Jess Vercellino said...

It really will be a shame if there is broad participation between nations on the next climate treaty without the participation of the United States, the world’s superpower. It brings our commitment to climate change into question and makes us seem quite selfish, when we tout rhetoric about how the rest of the world needs to curb emissions as they develop. We already had our chance to develop and still continue to use the majority of energy per capita. At the same time, I agree with Alex that it is a good thing to recognize our limitations in order to conduct good environmental policy. If we just agree to any environmental parameters for symbolic purposes, we would be no different than Spain, Italy, and Japan who missed their targets. Then we’re right back to square one with little progress having been made. An effective treaty would need, among many things, the genuine participation of both the United States and China with realistic emissions goals. If a domestic framework could somehow be passed through Congress, the hard part would probably be over in getting the US on board. Unfortunately, Congress along with China will be tricky situations to navigate successfully.

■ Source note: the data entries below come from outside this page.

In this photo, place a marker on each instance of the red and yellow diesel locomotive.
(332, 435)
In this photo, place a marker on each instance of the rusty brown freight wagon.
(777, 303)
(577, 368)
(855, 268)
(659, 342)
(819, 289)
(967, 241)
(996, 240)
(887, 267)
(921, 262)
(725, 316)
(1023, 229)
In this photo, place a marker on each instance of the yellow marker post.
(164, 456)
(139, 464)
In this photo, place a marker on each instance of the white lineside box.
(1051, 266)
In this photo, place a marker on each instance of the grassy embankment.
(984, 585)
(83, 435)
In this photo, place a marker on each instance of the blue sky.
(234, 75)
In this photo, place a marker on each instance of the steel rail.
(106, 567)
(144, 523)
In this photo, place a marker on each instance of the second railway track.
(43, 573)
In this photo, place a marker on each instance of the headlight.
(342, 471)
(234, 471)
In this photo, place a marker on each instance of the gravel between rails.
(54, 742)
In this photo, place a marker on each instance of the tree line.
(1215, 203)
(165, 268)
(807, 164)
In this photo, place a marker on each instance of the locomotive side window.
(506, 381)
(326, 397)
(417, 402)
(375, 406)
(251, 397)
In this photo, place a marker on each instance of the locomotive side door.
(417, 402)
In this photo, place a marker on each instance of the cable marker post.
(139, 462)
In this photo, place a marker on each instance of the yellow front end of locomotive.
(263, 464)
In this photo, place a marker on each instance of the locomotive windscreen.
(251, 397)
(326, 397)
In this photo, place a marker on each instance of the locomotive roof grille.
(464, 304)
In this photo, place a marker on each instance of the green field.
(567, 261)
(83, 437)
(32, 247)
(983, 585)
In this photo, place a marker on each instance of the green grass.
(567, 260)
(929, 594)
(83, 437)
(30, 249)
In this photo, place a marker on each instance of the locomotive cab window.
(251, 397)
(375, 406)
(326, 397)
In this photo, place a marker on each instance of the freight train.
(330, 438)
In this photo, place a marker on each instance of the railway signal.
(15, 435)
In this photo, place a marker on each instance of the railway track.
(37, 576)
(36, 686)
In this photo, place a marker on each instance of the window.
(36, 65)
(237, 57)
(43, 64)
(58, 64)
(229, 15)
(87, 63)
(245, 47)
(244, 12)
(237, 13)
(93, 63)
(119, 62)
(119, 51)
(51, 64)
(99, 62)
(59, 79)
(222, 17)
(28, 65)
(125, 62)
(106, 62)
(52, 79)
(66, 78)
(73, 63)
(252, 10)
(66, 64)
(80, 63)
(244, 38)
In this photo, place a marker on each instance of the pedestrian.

Mary Jennings Van Sant said...

Especially after not signing the Kyoto Protocol, it would be a mistake if the US does not agree to cut greenhouse-gas emissions. Given all the research and evidence that shows how badly emissions are hurting the environment and causing a series of problems, I think we should absolutely sign the treaty. Even though we do need to know our limitations and not just sign the treaty and not follow through like some of the other countries have done, I think that signing it would force us to act on the issue, even if we do not completely meet our goal, more than not signing at all. It would give us more motivation to cut emissions as much as possible and it would make us more committed to improving our greenhouse-gas emissions. By not signing it it we would just be proving even more the idea that many people and countries know that something needs to be done about the issue, but they do not want to have to be the one to make the sacrifices and changes.

Sasha Doss said...

I agree it would be unfortunate to see the U.S. decline in joining the international effort for emissions mitigation. As Alex points out, however, our joining will really be of no consequence if we regulate on our own the same we would if we signed the treaty. The only benefit to signing is our appearance of coordinating with other countries.